In a May 1 letter to Lavandeira's attorney Todd Rubenstein, NOM attorney Barry Bostrom argues that the use of the brief clip from Lavandeira's "video blog" in an ad as an example of "intolerance" directed at same-sex-marriage opponents was a non-infringing fair use:
No permission was required and no permission was sought from Mr. Lavandeira for use of the approximately three second clip of the video he posted on the Internet of his unjustified and unprofessional diatribe against and personal attack on Carrie Prejean, Miss California, for her response to his question at the Miss USA Competition, April 19, 2009. NOM's use of this three second video clip is protected by 17 U.S.C. § 107 for the purpose of criticism, comment, news reporting, and education as it relates directly to NOM's exempt purpose. NOM's use is not a commercial use, but as an issue advocacy advertisement is protected by the First Amendment to the U.S. Constitution and the fair use doctrine of the Copyright Act.(I am trying to obtain Rubenstein's April 30 cease and desist letter, to which Bostrom's responds.) NOM says that it is putting $1.5 million behind the ad, which is called "No Offense." Lavandeira has also sent a DMCA takedown notice to Youtube regarding the NOM ad -- a move that has sparked a firestorm in the conservative blogosphere.

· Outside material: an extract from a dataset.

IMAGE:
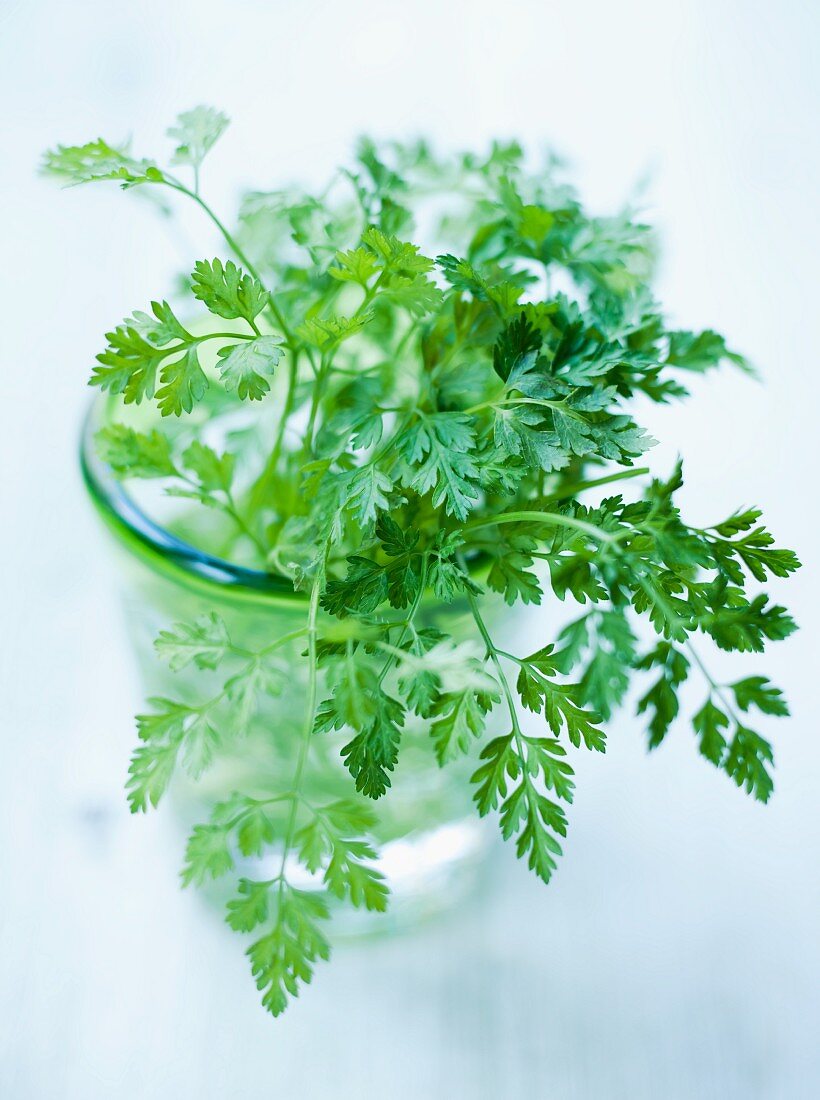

The firestorm appears to be far from over.
UPDATE: This post at Bloggasm says that NOM's "lawyers have already sent ... a letter to YouTube asking it to reinstall the video," which I take to mean that they have sent a DMCA counternotice. Assuming that is the case, YouTube will almost certainly re-post the video after 10-14 business days, unless NOM files suit in the meantime.